Structural Changes: Finally, most of the more effective possible changes lie not in significant legislative tinkering, but rather in interstitial structural and operational reforms that improve the audit and oversight process without fundamentally altering the capabilities of NSA or the IC organizations. Here are a few, listed just in bullet point form, that might be worth thinking about:

  • Make the NSA Inspector General, a presidential appointment, with Senate confirmation;
  • Require statutorily, the appointment of an NSA Civil Liberties & Privacy Officer;
  • Change the jurisdiction of the Privacy and Civil Liberties Oversight Board to include all intelligence activities, not just those with a counter-terrorism focus;
  • Create panels of cleared external reviewers for consultation by the DNI regarding new programs;
  • Institutionalize privacy and civil liberties concerns by making it a factor in performance reviews; and
  • Have the DNI annually report in a public forum on privacy and civil liberties matters.  

Congressional Action

One final point, more about Congress and its role than the NSA.  Since the mid-1970s, with the reforms prompted by the Church and Pike Committee investigations we in America have been engaged in an experiment — an experiment to see whether it is possible for a country like America to have covert operations under law—or, to coin a phrase, whether we can have intelligence collections within the bounds of democracy.

To my mind the system of delegated transparency, where Congress stands in for the general public, has worked reasonably well–allowing us to use intelligence capabilities while minimizing the risks of abuse of law. Today, however, thanks to the Snowden disclosures, that system is under assault. Most who challenge the system do so from the best of motives.
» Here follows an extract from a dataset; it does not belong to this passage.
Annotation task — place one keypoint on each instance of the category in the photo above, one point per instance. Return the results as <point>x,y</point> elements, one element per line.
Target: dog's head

But there are some whose calls for transparency mask the intention of diminishing American capabilities. 

And that means that in this post-Snowden era, this House Intelligence Committee (and its Senate counterpart) bear a great responsibility.  To them falls the task of defending the integrity of our current system of intelligence oversight.  While we have discussed possible reforms to the NSA’s programs, both legislative and structural, the critical insight is that, despite the hue and cry, the system is not badly broken. In can be improved, but in the main it has produced a reasonably effective system of oversight that, if the public record is an accurate reflection, resulted in precious little abuse of the sort we ought to fear.

Congress should be proud of that record and of your role in creating it. Can the Intelligence Committees, perhaps, do a better job of oversight? No doubt. But in the end, notwithstanding the calls for reform and the many plausible reforms you might consider, this Committee should defend the essential structure of our current system. And that, in the end, means rejecting most calls for wholesale reform and complete transparency, and, instead, defending the role of graduated or delegated oversight.